Il progetto è stato elaborato per rendere visibile il tratto di pista ciclabile, lungo 800 metri, tra il Bicigrill  di Cadino e l’accesso alla ciclabile in località Masetto (ponte della Cacciatora); attualmente il prototipo è stato installato solo sulla proprietà del Bicigrill, in attesa delle concessioni per la realizzazione su suolo pubblico. 
 
La posa in opera è molto semplice: si tratta di travetti in legno, a sezione quadrata di dieci centimetri per lato, verniciati con una sostanza inventata dagli studenti che, di giorno, assorbe le radiazioni della luce solare, sprigionando con il buio la luminosità immagazzinata. Per completare l’illuminazione andrebbero posate delle piccole piastre fosforescenti (verniciate con lo stesso prodotto) ai bordi della carreggiata. Il costo? Quattromila euro per ogni chilometro, con impatto inesistente per l’ambiente e il massimo del risparmio energetico. La vernice dura quattro anni, dopodiché basta soltanto spruzzarla nuovamente sui paletti. 
 
Per essere ben visibili su entrambe le direzioni di marcia, i paletti sono installati con un’angolazione a 45 gradi, in maniera di poter riportare anche disegni e altri motivi grafici per segnalazioni o per pubblicità. Infatti, riportando elementi grafici sui paletti come ad esempio marchi pubblicitari, la spesa dell’illuminazione si ammortizzerebbe da subito.

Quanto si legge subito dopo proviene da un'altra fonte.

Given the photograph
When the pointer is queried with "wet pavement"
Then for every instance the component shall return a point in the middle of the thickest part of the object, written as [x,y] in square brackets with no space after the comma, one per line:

E quanto dura la luminosità dei paletti? Gli studenti garantiscono che, dopo una giornate di sole pieno, l’autonomia al buio è di otto ore e vi è solo una leggera perdita luminosa con il passare delle ore.
 
Il progetto prevede la posa di una serie di nove paletti a forma di un’onda, movimentando così il percorso illuminato: la serie va alternata sulla carreggiata ogni trenta metri, ossia prima su un lato e poi su quello opposto.
Anche i tecnici provinciali, responsabili del Servizio piste ciclabili, oltre ai rappresentanti della Federciclismo trentina, al termine della presentazione dell’altra sera si sono congratulati con i progettisti, confermando che, se il prototipo dimostrerà di funzionare secondo le aspettative degli studenti, le ciclabili del Trentino potrebbero presto essere illuminate nei tratti maggiormente frequentati.